Tuesday, November 9, 2010

WEREWOLF HAIKU by Ryan Mecum

Remember ZOMBIE HAIKU, with all its humor and gorey details? Well, Ryan Mecum returns to that particular form with WEREWOLF HAIKU, in which a mild-mannered mailman is bitten by a (not) dog while on his daily rounds and finds himself a werewolf.

Turns out there are pros and cons to being a werewolf:

I can hear better,
even though both my ear holes
are clogged with whiskers.

Spiders have eight legs,
each of which I hear stomping
on my hardwood floors.

With heightened hearing,
current pop songs hurt my ears
more than they used to.
The poor mailman develops a unibrow and a lot of other hairy areas - ears, chest, tongue. And a tendency to chase cars and rabbits, howl at sirens, and hump legs. He's also become more of an attraction for dogs, which now follow him like the pied piper.

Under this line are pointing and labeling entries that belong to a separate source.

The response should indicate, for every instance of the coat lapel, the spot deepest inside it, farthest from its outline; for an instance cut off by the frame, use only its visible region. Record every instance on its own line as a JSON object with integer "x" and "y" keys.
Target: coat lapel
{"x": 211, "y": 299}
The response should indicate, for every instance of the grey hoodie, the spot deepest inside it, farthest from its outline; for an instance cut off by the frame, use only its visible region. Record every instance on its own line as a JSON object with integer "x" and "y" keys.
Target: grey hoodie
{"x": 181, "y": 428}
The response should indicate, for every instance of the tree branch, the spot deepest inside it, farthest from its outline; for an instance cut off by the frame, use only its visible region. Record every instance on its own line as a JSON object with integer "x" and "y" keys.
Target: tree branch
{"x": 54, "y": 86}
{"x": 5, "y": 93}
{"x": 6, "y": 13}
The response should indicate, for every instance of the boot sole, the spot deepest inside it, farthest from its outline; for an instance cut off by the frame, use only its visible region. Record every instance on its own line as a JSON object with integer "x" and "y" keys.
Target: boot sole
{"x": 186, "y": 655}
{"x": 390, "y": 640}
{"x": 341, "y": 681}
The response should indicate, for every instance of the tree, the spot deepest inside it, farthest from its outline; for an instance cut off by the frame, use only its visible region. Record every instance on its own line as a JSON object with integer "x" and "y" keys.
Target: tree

The descriptions of his killings and digestive issues are hideously nauseating, yet comical in a black sort of way:

When people eat corn
and spot them in their feces--
teeth are that way, too.
Pondering the classic children's tales involving wolves, he arrives at a number of amusing conclusions. I especially like this one:

Those three little pigs
would have been eaten too fast
for a fairy tale.

That ten-page story
should be a five-word sentence:
"A wolf eats three pigs."
His stalking of the girl he likes is creeeeeepy, and ends in a manner I didn't entirely expect, as does the book.